Benchmark indices shed 1% on weak global cues

Market cautious ahead of RBI policy

BS Reporter Mumbai
Benchmark indices shed nearly one per cent on Monday amid weak global cues and caution ahead of the Indian central bank (Reserve Bank of India, RBI) policy meeting. Most global markets traded lower on account of weak China industrial data.

Trading volumes were subdued as investors awaited the release of key economic indicators in the US, Japan, and China, for signals on the health of the global economy. After trading flat for most of the day, a late sell-off saw the benchmark Sensex end one per cent, or 247 points, lower at 25,617.

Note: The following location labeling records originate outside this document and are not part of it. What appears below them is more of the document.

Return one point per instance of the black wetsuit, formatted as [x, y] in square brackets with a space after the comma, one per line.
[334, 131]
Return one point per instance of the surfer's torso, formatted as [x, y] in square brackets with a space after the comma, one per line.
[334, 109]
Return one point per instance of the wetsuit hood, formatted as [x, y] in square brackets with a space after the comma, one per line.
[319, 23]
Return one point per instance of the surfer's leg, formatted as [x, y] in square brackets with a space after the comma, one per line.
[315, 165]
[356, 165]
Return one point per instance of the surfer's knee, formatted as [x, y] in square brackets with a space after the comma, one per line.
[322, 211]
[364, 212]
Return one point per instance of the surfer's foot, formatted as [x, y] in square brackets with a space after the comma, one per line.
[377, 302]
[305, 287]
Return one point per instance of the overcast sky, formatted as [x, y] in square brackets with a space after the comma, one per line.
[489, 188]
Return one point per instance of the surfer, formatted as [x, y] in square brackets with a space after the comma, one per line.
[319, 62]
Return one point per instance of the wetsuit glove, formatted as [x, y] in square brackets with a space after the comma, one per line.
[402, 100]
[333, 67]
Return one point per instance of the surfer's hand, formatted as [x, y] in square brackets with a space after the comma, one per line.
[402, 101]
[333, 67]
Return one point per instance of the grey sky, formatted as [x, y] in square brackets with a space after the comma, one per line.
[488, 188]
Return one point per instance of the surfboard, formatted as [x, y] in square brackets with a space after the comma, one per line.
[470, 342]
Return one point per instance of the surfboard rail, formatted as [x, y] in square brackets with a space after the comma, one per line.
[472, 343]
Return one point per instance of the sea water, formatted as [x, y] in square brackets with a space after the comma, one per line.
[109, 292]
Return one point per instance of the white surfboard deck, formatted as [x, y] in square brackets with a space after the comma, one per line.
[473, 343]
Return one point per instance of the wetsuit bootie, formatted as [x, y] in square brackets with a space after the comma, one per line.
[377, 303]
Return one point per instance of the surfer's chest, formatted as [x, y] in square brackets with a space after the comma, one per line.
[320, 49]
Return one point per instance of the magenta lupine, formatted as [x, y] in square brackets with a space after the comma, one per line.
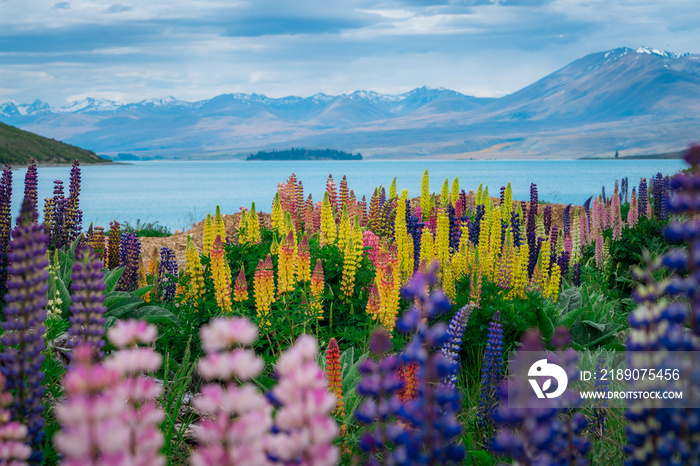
[141, 415]
[5, 226]
[13, 449]
[22, 358]
[239, 418]
[304, 421]
[92, 431]
[87, 308]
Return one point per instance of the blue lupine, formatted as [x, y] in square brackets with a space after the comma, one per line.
[452, 347]
[167, 274]
[434, 438]
[87, 296]
[129, 253]
[24, 328]
[491, 372]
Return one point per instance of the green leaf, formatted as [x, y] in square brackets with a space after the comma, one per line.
[152, 314]
[545, 323]
[112, 277]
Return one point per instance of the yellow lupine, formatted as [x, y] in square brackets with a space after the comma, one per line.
[221, 273]
[328, 228]
[253, 226]
[442, 237]
[219, 227]
[426, 204]
[286, 274]
[455, 191]
[194, 269]
[555, 282]
[208, 235]
[345, 230]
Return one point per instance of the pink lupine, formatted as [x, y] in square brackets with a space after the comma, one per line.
[93, 429]
[304, 421]
[140, 415]
[13, 435]
[239, 417]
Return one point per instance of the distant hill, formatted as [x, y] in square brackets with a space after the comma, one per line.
[17, 147]
[304, 154]
[633, 101]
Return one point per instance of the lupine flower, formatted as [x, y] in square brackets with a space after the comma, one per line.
[286, 273]
[30, 185]
[240, 287]
[264, 289]
[221, 273]
[141, 414]
[91, 436]
[167, 274]
[378, 388]
[113, 245]
[239, 417]
[98, 243]
[129, 254]
[334, 377]
[13, 434]
[87, 308]
[24, 328]
[73, 214]
[451, 348]
[435, 437]
[194, 269]
[491, 373]
[5, 226]
[305, 426]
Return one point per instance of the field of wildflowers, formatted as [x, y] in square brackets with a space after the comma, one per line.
[351, 331]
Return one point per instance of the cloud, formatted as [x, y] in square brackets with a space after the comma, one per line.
[117, 8]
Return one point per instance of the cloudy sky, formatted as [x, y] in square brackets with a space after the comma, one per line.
[61, 51]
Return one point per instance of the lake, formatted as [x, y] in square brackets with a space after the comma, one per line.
[179, 193]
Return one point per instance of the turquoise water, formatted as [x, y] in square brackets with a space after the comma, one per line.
[179, 193]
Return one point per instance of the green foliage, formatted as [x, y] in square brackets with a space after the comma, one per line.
[147, 230]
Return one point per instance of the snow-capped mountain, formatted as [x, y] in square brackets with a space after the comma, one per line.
[634, 100]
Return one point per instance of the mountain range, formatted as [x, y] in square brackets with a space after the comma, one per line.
[635, 101]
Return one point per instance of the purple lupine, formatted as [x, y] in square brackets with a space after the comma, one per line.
[379, 386]
[129, 253]
[87, 308]
[547, 219]
[434, 438]
[167, 274]
[491, 373]
[567, 220]
[73, 214]
[666, 320]
[30, 185]
[535, 435]
[515, 227]
[643, 198]
[5, 226]
[451, 348]
[475, 226]
[576, 274]
[600, 385]
[27, 284]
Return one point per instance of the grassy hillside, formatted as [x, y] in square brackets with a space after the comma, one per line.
[18, 146]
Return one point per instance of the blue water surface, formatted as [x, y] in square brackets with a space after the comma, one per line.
[179, 193]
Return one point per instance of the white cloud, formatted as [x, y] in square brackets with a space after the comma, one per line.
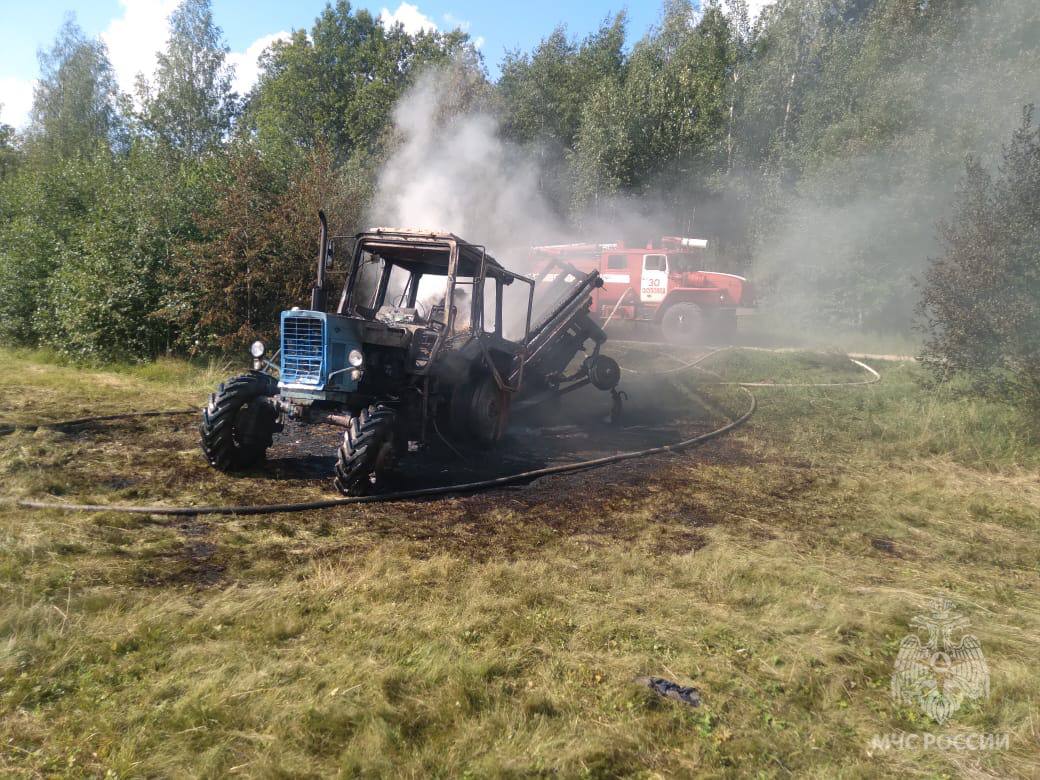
[453, 22]
[134, 39]
[16, 95]
[410, 17]
[248, 63]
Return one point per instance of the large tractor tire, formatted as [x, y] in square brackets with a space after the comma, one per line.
[239, 421]
[683, 325]
[367, 452]
[479, 412]
[489, 412]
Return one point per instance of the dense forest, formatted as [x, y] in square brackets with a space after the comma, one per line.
[819, 147]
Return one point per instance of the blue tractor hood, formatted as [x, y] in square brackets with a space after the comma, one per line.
[314, 353]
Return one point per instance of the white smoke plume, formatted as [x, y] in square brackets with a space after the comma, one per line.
[453, 172]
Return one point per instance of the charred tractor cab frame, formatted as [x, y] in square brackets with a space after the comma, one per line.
[421, 336]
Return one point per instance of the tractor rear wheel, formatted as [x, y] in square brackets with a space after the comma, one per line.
[683, 323]
[367, 451]
[239, 421]
[489, 412]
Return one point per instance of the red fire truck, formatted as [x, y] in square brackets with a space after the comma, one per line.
[661, 283]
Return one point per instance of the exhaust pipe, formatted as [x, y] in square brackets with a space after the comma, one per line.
[317, 291]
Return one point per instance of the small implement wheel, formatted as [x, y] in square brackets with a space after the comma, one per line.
[239, 421]
[367, 451]
[489, 412]
[683, 323]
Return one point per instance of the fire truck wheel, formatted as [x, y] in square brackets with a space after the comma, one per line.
[724, 327]
[367, 451]
[683, 323]
[489, 412]
[239, 421]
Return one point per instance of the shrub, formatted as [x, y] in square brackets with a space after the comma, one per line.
[981, 299]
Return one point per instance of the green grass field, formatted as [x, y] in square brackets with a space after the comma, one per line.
[498, 634]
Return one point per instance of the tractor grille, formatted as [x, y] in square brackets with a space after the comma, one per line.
[303, 351]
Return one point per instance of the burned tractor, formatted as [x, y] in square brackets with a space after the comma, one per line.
[429, 331]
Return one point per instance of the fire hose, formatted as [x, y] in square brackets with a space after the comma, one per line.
[483, 485]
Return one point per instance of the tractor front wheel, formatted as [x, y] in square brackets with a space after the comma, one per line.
[367, 451]
[239, 421]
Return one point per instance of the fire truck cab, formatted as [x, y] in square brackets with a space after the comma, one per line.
[663, 283]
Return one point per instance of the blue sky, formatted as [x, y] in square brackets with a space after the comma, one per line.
[134, 29]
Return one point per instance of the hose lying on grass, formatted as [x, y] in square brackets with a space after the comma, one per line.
[499, 482]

The NSE Nifty fell 73 points, or one per cent, to 7,795. Stocks in the rate-sensitive banking and realty space outperformed the benchmark indices on hopes of a policy rate cut by the central bank. The RBI is expected to cut the repo rate to the lowest level in four years, amid cooling inflation. (Repo rate is the rate at which  RBI lends money to commercial banks in the event of any shortfall of funds.)
 

The BSE Bankex closed 0.5 per cent lower, while the BSE Realty index added one per cent. “There should be a 25-basis-point cut in interest rate and markets may react positively. Market should remain sideways — in the near term due to Bihar elections and coming results season,” Taher Badshah, senior vice-president and co-head (equities) at Motilal Oswal Asset Management Co, told Reuters.

Overseas investors sold shares worth Rs 650 crore, while their domestic counterparts net-bought stocks worth Rs 505 crore, provisional data released by stock exchanges on Monday showed. Emerging market exchange traded funds (ETFs) based out of the US were seen pulling out money from markets such as India, China and Mexico as the US Federal Reserve is set to increase interest rates this year.

Among Sensex companies, Tata Motors fell the most at six per cent followed by Vedanta, which declined 4.4 per cent and Sun Pharma 3.4 per cent. Banking stocks traded higher for most part of the day, with State Bank of India and ICICI Bank closing nearly unchanged.

“Late in the day, selling in key pivotal stocks caused the indices to give away gains of the day to end lower by one per cent. Banking gave away gains despite an expected 25 basis points rate cut, while rate-sensitive auto was dragged down by heavyweight Tata Motors due to a rub-off of the global emission controversy,” said Ravi Shenoy – assistant vice-president (research), Motilal Ostwal.

Market players said the market has priced in a 25 basis points rate cut by the RBI on Tuesday. The participants will keenly eye the RBI policy statements on further monetary easing trajectory, they added.

After the RBI announcement, the market will shift focus on second-quarter earnings announcement by Indian companies.

“We believe an earnings recovery is likely to strengthen in the second half of 2015-16, led by consumer sectors, capital goods and banks sectors. Our positive expectations from the domestic economy lead us to maintain our overweight portfolio stance on private sector banks, consumer discretionary and the building materials sector. We are also overweight on the IT sector due to rupee depreciation. Our 12-month forward Nifty target of 9,642 suggests a 24 per cent upside potential from current levels,” said Bhuvnesh Singh, India head of research at Barclays Capital.